Сзади под колено ударяют дубинкой, и меня резко подкашивает, а из-под ног с тропы сыплются и летят под откос камни. Кожу на запястьях натирает веревка, на которую мы сменили свое оружие. Зато теперь появилась возможность сбежать, так как доставить нас в горы на суд они отправили только пятерых. Как бы то ни было, у двоих против пяти больше шансов.
Впереди меня весь сгорбленный шагает нубанец, закрываясь от ливня широченными плечами. Не будь его руки связаны, он смог бы задушить четверых, в то время пока я скармливал бы Эйвери его же дубинку.
Там, на Орлантской дороге, нубанец скинул с плеч арбалет и позволил ему упасть. Положил короткий меч на землю, оставив только нож в сапоге на случай, если вдруг его не станут обыскивать.
— Один черный, как дьявол, а другому нет и тринадцати! — крикнул Эйвери, когда они окружили нас. Лошади били копытами и хлестали хвостами.
Второй всадник перегнулся в седле и отвесил Эйвери пощечину. Превосходный удар, от которого остался белый отпечаток руки на красной щеке.
— Так кто судья? — спросил худощавый седой мужчина с цепким взглядом.
— Судья — Арка, выборщик Джон. — Эйвери, проталкивая слова сквозь стиснутые зубы, сердито взглянул на меня так, будто это моя рука отпечаталась на его лице.
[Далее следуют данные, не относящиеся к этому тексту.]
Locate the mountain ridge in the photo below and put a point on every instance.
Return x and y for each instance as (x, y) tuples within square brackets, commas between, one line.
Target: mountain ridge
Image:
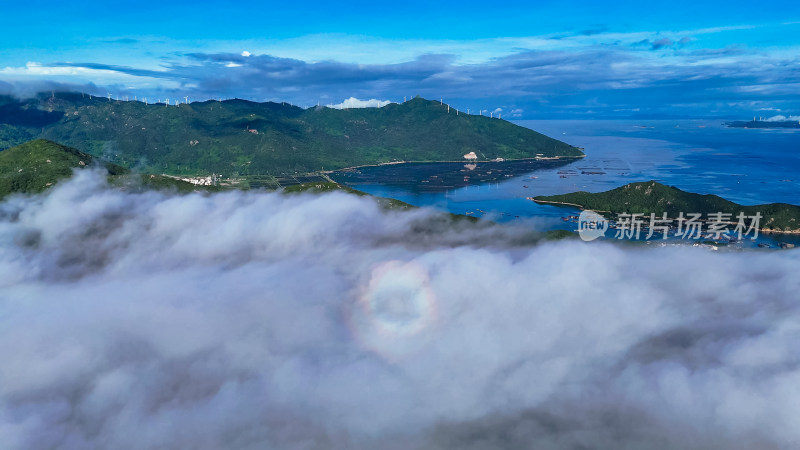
[(240, 137)]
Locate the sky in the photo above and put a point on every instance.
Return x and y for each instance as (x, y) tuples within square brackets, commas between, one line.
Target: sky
[(548, 59)]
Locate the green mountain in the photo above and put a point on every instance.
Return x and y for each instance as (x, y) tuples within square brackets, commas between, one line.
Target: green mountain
[(35, 166), (652, 197), (242, 138)]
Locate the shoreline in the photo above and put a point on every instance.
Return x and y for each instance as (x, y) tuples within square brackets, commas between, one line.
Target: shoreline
[(393, 163), (762, 230)]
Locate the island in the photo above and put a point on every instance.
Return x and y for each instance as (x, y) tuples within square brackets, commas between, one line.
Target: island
[(248, 140), (764, 124), (652, 197)]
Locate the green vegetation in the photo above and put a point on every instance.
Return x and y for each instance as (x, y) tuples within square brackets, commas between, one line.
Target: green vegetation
[(764, 124), (35, 166), (239, 138), (651, 197)]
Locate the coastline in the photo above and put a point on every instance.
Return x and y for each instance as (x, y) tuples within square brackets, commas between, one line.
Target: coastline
[(464, 161), (763, 230)]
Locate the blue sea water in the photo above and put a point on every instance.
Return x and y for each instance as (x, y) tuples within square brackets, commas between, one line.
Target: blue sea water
[(747, 166)]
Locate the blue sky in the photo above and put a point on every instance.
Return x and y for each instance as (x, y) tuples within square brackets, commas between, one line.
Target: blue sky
[(542, 59)]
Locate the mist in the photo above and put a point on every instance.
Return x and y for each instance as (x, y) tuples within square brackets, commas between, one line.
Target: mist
[(251, 320)]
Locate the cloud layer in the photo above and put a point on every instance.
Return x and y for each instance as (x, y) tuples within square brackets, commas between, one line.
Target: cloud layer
[(254, 320)]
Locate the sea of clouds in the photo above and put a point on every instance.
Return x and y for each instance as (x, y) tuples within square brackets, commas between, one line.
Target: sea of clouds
[(133, 320)]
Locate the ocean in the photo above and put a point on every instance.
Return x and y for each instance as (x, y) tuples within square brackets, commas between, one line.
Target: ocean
[(747, 166)]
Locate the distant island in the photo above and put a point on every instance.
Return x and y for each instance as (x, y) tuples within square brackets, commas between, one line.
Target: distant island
[(239, 138), (652, 197), (764, 124)]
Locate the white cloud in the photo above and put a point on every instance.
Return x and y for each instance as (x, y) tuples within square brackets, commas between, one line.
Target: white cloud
[(353, 102), (253, 320)]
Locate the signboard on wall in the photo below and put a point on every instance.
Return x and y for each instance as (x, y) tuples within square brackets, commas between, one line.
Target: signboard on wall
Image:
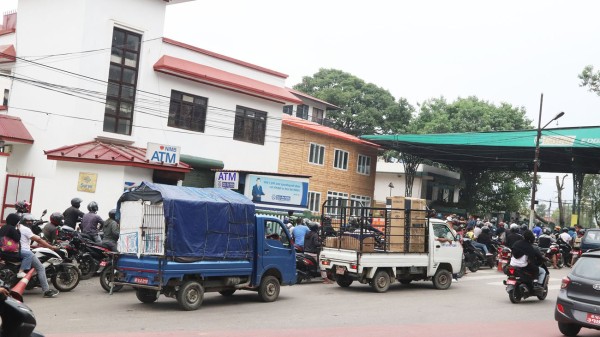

— Арка. — Выборщик Джон кивнул, переводя взгляд с одного мужчины на другого. — Судья — Арка. Не ты, не я. Арка говорит за небеса. — Он проехал между нами. — И если этот человек или этот мальчишка — Выбранные, они станут вашими братьями!
***
И вот мы идем вдвоем, промокшие, замерзшие, избитые. Идем в гору, на суд, связанные и подгоняемые дубинкой Эйвери, а остальные четверо следят, чтобы мы не сделали и шага в сторону.
Опустив голову, я осторожно делаю каждый шаг, дождь струится с моих черных волос. Я размышляю об этой их Арке, ломая голову, как Арка может судить и что она может сказать. По всей видимости, ее слова имеют власть. Такую большую, что она удерживает разрозненную банду выборщика Джона вместе и заставляет подчиняться ему.
— Если ты окажешься Выбранным, то будешь ездить со мной, — сказал он.
— А если нет? — пробасил нубанец.
— Не будешь.
Вот и все, что требовалось для того, чтобы стать одним из знаменитых своей преданностью и дисциплиной Выбранных — тех, кто внушал страх всем северным графствам Орланта. Людей хватали без разбора прямо на дороге и тайно судили, не руководствуясь ничем, кроме одобрения некой Арки, которая, без сомнения, является реликвией Зодчих, непостижимой игрушкой, которая пережила войну.
***
Вода сбегает ручьями между моих сапог, окрашивая их потертую кожу черным.
— Черт!
Крик Эйвери переходит во что-то нечленораздельное, когда он поскальзывается и начинает падать. Ему не помогает даже дубинка. Он распластывается на склоне холма и мгновение лежит, не понимая, что случилось. Когда же он начинает подниматься, я прыгаю вперед и, перенеся весь свой вес на колено, наваливаюсь ему сзади на шею. Звук ломаемого позвоночника растворяется в дожде. Упершись связанными руками в его спину, мне удается встать раньше, чем остальные успевают добраться до меня. Эйвери не встает, не двигается и не стонет.
Чьи-то грубые руки тащат меня назад, лезвие у моего горла холоднее, чем ветер. Джон стоит передо мной, в его остекленевших глазах, непривычных к подобным эмоциям, намек на потрясение.